A prominent mortgage expert says the federal Liberal government is considering raising the minimum down payment needed to get a government-insured mortgage.
“That’s what I’m hearing from a high-level lender source connected with the [Department of Finance], who declined to be identified,” Robert McLister wrote on his blog, Canadian Mortgage Trends.
McLister said the feds are considering replacing the current 5-per-cent minimum down payment with a “graduated” system of minimum payments, with larger down payments required for more expensive houses:
- $0 to $500,000 requires at least 5% down
- $501,000 to $700,000 requires at least 7% down
- Over $700,000 requires 10% down
The Department of Finance told HuffPost Canada it does not comment on “possible policy actions,” but noted it “regularly reviews the merit of actions to support the long-term stability of Canada’s housing market and financial system.”

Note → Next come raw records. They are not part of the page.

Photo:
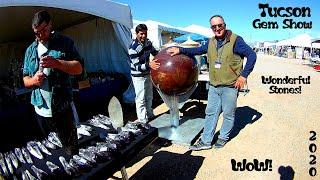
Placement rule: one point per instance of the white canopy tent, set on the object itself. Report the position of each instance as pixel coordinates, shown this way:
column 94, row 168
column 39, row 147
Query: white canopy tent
column 302, row 40
column 158, row 33
column 99, row 28
column 199, row 30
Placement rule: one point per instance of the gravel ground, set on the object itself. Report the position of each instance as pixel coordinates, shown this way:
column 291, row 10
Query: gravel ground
column 268, row 126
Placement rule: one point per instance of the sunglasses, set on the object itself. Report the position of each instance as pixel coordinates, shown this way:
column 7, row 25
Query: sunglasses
column 215, row 26
column 43, row 30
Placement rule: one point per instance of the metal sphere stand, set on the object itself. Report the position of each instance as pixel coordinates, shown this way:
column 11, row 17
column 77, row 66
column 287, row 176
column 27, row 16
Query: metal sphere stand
column 182, row 130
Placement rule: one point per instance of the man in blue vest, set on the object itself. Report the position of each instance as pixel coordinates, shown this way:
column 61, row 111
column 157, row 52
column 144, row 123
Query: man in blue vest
column 139, row 52
column 49, row 61
column 226, row 51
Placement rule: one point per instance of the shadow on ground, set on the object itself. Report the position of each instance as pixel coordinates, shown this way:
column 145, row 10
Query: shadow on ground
column 168, row 165
column 286, row 173
column 244, row 115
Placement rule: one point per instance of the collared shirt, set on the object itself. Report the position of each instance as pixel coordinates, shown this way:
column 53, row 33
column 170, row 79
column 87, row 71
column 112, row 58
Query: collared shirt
column 60, row 47
column 240, row 48
column 139, row 57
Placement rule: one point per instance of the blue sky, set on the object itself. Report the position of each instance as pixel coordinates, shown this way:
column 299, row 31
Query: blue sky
column 238, row 15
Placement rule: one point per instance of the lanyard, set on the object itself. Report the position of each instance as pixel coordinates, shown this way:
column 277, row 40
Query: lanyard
column 220, row 50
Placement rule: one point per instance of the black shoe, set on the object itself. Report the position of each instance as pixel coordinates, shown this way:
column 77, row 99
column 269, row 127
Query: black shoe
column 200, row 146
column 220, row 143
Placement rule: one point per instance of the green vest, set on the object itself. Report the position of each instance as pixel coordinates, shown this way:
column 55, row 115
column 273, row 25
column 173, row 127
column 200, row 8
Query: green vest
column 231, row 64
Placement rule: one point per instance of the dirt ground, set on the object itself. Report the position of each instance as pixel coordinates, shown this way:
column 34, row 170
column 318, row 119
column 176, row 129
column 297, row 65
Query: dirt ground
column 274, row 127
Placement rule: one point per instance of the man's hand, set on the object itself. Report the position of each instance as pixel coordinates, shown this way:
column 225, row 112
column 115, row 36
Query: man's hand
column 154, row 64
column 173, row 51
column 38, row 78
column 241, row 81
column 49, row 62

If confirmed, the government’s move would be welcome news to many finance experts who argue Canadian homeowners have taken on too much debt in this era of low interest rates.
Many say former Finance Minister Jim Flaherty’s moves to tighten the mortgage market did not go far enough. They point to the fact that house prices in Canada have continued to outstrip income growth, and Canadians have continued to take on more debt.

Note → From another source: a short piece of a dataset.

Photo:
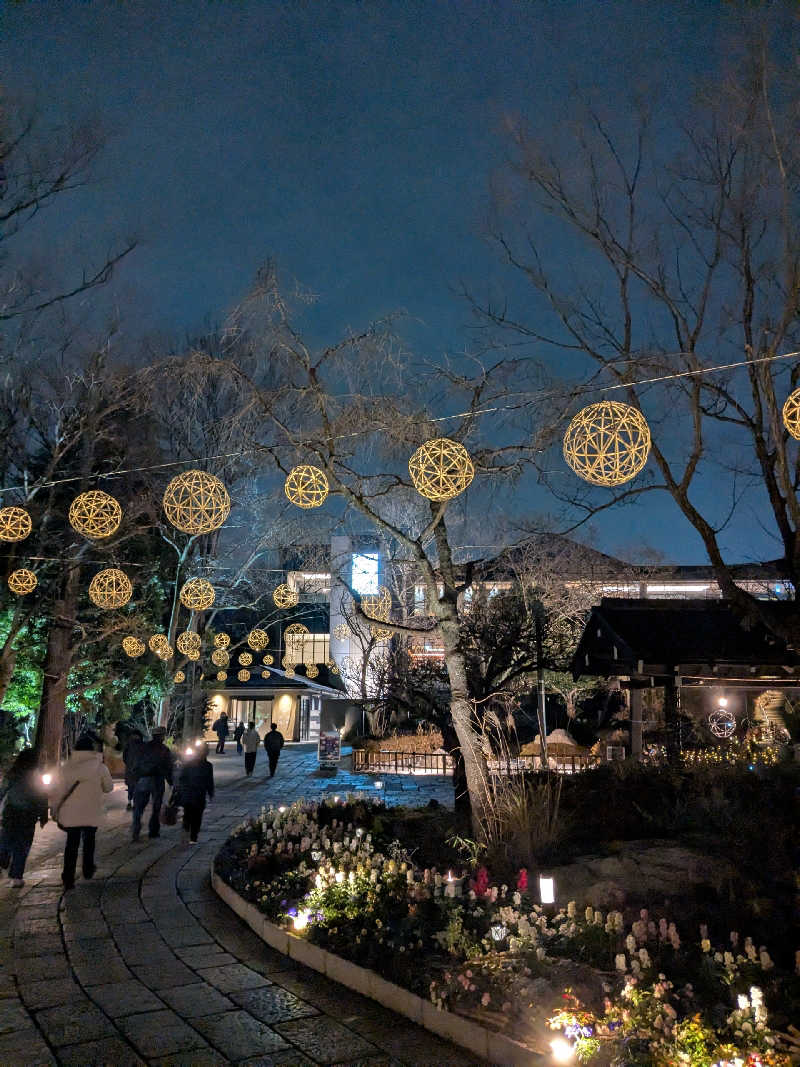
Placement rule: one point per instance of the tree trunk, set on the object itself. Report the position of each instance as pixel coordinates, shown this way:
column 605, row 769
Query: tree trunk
column 58, row 662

Others have argued that tightening lending standards further will only make it harder for would-be homeowners to break into the market.
But McLister notes on his blog that buyers of homes under $500,000 would still enjoy a 5-per-cent minimum down payment. That “insulate[s] first-time buyers who typically have mortgages in the $200,000 or low $300,000 range,” he wrote.
Secondly, the move “shield[s] smaller markets that haven’t seen the stratospheric home prices of Toronto and Vancouver” from tighter lending standards, McLister wrote.
McLister added he believes new Finance Minister Bill Morneau will side with those who are concerned about an overheated housing market, and will “put this into regulation sometime next year.”
Canada went through a period of mortgage rule loosening in the years prior to the financial crisis of 2008, with minimum down payments reduced to 5 per cent and motrgage amortization periods extended to 40 years.
In the wake of the financial crisis, with concerns on the rise about excessive borrowing by consumers, Finance Minister Jim Flaherty instituted several rounds of rule tightening that saw insured mortgage reduced to 25 years, among other things.
Canada Mortgage and Housing Corp., which issues government-mandated mortgage insurance, has also been tightening its rules of late. Last year it stopped insuring home purchases above $1 million, as well as construction of condo buildings.